Just because a neighborhood has an HOA doesn't mean it's a bad place to live, though. HOA rules are usually put in place to keep a neighborhood looking neat or to keep solicitors out of the area. If that's something you're concerned about, joining an HOA may be beneficial for you!
9. Vague Answers to Questions
One of the biggest red flags when it comes to buying a home is a closed-off seller. If they're not willing to answer your questions or tend to give vague answers regarding the home, you probably don't want to buy from them. It's not always worth the trouble to go digging through the internet for answers. A seller should be open and honest about any problems with the home and/or its history.
Everyone has preferences when it comes to their house. Some people want hardwood floors while others want carpet, and some want a big bathroom while another person would rather have a porch, or maybe you want everything! If there are certain amenities you want in a home, don't try to settle for anything less. You may not find everything you want, but figure out what you cannot do without, and make sure those things are up-to-date and well kept.

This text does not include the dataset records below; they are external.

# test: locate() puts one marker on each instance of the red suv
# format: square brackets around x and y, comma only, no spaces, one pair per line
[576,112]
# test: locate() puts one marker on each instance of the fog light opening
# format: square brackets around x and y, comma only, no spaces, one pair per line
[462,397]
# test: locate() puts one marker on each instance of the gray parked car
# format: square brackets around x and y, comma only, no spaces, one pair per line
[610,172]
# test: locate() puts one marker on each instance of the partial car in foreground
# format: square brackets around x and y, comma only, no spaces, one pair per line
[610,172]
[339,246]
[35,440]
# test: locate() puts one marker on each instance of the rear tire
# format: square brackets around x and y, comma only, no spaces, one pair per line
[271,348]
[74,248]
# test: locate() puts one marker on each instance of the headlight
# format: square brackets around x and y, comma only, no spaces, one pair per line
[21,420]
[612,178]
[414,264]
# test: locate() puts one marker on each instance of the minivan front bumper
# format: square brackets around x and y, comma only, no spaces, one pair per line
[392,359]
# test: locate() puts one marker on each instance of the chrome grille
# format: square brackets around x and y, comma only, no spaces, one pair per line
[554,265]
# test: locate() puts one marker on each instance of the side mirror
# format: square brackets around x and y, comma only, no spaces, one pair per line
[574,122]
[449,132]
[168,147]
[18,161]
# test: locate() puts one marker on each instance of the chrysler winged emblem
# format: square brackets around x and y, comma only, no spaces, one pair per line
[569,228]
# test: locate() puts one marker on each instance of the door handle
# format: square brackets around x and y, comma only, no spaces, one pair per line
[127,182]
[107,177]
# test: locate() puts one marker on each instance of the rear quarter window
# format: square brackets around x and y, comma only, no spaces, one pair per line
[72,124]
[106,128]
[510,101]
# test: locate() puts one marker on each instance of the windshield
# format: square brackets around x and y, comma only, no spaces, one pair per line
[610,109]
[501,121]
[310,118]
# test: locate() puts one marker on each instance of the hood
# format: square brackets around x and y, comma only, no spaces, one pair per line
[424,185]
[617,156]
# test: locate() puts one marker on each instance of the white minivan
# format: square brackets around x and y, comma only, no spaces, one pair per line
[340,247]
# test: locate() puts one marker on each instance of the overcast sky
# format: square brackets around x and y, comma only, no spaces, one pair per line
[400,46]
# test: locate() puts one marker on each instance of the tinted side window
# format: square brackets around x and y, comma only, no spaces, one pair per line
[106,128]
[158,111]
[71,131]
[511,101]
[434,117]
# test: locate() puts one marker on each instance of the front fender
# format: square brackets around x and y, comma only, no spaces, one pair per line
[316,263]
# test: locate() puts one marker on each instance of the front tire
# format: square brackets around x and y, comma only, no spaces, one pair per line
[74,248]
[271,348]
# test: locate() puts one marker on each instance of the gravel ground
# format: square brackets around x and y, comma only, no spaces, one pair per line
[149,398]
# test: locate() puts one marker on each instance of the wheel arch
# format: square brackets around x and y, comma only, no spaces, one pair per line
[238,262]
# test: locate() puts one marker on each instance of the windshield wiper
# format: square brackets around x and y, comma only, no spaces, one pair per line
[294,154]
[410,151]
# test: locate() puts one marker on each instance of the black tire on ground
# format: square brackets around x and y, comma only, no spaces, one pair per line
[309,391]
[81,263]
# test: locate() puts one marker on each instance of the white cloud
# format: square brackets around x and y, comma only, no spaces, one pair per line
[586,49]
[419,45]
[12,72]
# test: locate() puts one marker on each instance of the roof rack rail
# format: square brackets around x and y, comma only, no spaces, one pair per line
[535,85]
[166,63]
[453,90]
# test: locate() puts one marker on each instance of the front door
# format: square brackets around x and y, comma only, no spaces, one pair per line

Just as an example, you might want a marble or granite countertop, but the seller might have a fake one. If you can settle for fake marble or granite, and the seller is honest about the countertop being made of fake material, then that might be something worth settling for. However, if you only want real marble/granite or notice that the seller is lying, too, it's probably better to steer clear of the place.
Is There Anything Else to Know About Searching for a Santa Rosa Beach Home?
A very important thing many buyers like to skip out on is hiring a realtor. It might seem unnecessary and/or a waste of money, but a realtor knows their way around the home buying and selling process. They're often expert negotiators and are prepared to tell you when it's time to back out of a deal. They know what to look for in a home, how to read over the contract, and what homes are currently on the market. It's better to have a realtor on your side when purchasing a home in any part of the country.
Don't skip out on shopping around. There will always be a better home for a better price somewhere on the market. An expensive home doesn't mean it's perfect, but an inexpensive home doesn't mean it isn't worth it. Tour every home that looks interesting to you, and don't be afraid to spend a lot of time doing so. It'll be worth it in the end.
Another thing to note is that you probably won't find your dream home, but it doesn't mean you should give up. If your ideas adhere to city and HOA guidelines, you can always fix a home up. With a bit of time and effort, any home can be your dream home. Still, this doesn't mean you should settle for just any home. Tell your realtor what you're looking for, and they'll help you get as close to it as possible, even if it takes a bit of looking.